Rescue teams are set to carry out their final search for survivors on the Annapurna trekking route in Nepal on Sunday, in the hope of finding bodies still trapped in the snow.

The focus of the final search, using helicopters and the Nepalese army, is to recover the bodies and to improve the flow of information on those caught in the disaster, the BBC reported.

At least 39 people, including foreign trekkers, local guides and villagers, are known to have died since Wednesday after the worst blizzard in a decade hit the popular trekking area in the Himalayas.

Israeli avalanche victims embrace before travelling home from Nepal (EPA)

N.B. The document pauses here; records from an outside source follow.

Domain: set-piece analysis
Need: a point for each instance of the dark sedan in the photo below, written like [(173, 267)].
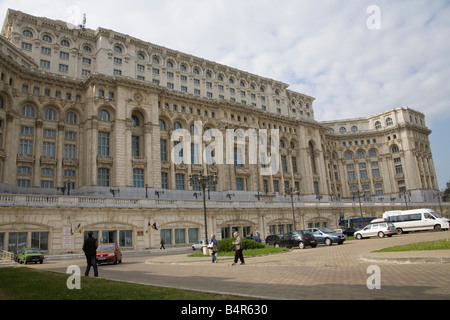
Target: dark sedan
[(298, 238)]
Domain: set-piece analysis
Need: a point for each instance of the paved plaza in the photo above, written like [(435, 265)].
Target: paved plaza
[(336, 272)]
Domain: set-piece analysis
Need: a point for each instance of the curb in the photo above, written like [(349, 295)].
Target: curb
[(407, 260)]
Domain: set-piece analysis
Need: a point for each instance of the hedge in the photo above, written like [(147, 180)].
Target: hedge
[(226, 244)]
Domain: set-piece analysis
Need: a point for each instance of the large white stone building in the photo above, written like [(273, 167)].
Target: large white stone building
[(87, 123)]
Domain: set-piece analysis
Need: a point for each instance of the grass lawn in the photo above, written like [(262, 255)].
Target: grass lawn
[(422, 246), (29, 284)]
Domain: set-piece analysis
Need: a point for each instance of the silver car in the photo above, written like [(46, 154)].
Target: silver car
[(380, 230), (199, 245)]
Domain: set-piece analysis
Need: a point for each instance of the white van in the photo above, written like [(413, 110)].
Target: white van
[(416, 220)]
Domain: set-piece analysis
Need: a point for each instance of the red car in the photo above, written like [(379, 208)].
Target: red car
[(109, 253)]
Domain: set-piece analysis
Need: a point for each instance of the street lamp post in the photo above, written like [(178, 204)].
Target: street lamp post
[(204, 182), (291, 191)]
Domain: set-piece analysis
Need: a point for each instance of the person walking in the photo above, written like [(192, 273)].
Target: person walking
[(238, 249), (90, 250), (215, 248)]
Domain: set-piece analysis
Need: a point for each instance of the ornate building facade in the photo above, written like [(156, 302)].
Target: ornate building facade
[(87, 120)]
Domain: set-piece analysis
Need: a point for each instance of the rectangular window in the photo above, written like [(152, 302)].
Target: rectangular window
[(135, 151), (103, 144), (239, 184), (63, 68), (45, 64), (26, 147), (179, 181), (166, 234), (70, 151), (48, 149), (164, 181), (39, 240), (27, 46), (64, 55), (294, 164), (45, 184), (103, 177), (180, 237), (46, 51), (125, 238), (138, 178), (163, 150), (284, 163), (193, 235)]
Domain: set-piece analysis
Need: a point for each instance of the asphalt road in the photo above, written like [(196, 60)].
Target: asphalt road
[(338, 272)]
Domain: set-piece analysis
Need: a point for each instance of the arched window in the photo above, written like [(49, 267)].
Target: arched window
[(27, 33), (71, 117), (313, 158), (103, 115), (46, 38), (28, 111), (177, 126), (50, 114), (135, 120), (65, 43)]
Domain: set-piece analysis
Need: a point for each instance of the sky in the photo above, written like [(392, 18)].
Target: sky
[(356, 57)]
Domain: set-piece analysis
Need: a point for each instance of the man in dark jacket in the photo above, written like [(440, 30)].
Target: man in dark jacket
[(90, 250)]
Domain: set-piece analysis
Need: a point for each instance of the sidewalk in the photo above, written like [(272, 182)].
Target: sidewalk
[(429, 256)]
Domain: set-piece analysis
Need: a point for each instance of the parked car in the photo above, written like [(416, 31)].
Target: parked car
[(26, 255), (198, 245), (257, 239), (326, 236), (380, 230), (298, 238), (109, 253), (270, 239)]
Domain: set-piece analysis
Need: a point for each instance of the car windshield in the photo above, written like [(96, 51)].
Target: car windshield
[(105, 247), (325, 230), (437, 215), (32, 251)]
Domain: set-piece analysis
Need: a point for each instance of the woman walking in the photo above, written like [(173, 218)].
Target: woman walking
[(215, 248), (238, 249)]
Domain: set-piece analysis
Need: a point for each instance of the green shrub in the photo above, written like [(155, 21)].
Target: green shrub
[(227, 245)]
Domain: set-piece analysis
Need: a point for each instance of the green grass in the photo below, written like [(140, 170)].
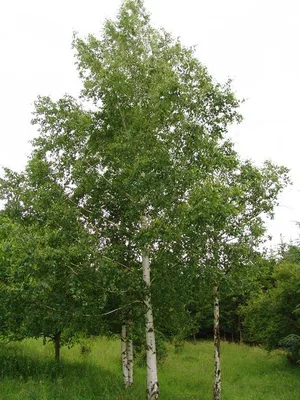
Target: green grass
[(27, 372)]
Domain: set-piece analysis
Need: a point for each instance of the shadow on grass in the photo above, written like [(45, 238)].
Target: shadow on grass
[(17, 364)]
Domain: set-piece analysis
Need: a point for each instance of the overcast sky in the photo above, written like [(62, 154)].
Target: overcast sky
[(254, 42)]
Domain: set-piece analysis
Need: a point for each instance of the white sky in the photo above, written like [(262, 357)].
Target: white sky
[(255, 42)]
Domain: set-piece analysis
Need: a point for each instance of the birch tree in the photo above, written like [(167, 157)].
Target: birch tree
[(226, 216), (49, 258), (151, 126)]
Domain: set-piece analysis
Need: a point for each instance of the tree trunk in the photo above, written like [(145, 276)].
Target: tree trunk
[(124, 354), (240, 330), (57, 345), (152, 380), (217, 357), (129, 353)]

The disaster was caused by a series of snowstorms and avalanches fell across the 150-mile trek around the Annapurna mountain, a trek which takes an average of three weeks.

Reports are unclear as to total number of trekkers killed in the storm; some suggest the death toll is now at 43, while the reported number of people now rescued from the area is between 230 and 400.

Nepalese government official Yama Bahadur Chokhyal said the rescue operations were being cut back because most of the trekkers who were stranded have already left the area.

Many of the survivors have suffered severe frostbite and will need to have limbs amputated, while others who escaped the storm are understood to have got into trouble while trying to scale down the mountains a few days later.

Rescue team members carry a victim of the avalanche (AP)

The trail is littered with small tea shops, which some trekkers used to take shelter in.

Gombu Sherpa, a guide on the trek, described the lack of visibility when the storm hit: “We could hardly see anyone, even within a couple of feet. The wind was blowing snow and visibility was almost zero.

“We found [an assistant guide] the next morning wandering in the snow. It is a miracle he is still alive.”

People have spoken of their ordeal on the mountain, with some stating they were sure they were going to die, and others describing how they tried to stay awake in an attempt to fend off hypothermia.

Yakov Megreli, a 24-year-old Isreali trekker, said: “We tried not to sleep. We tried not to get hypothermia. It was a very frightening and awful situation. It was a terrible experience.”

The storm is understood to have caused 1.8 meters of snowfall in the space of 12 hours.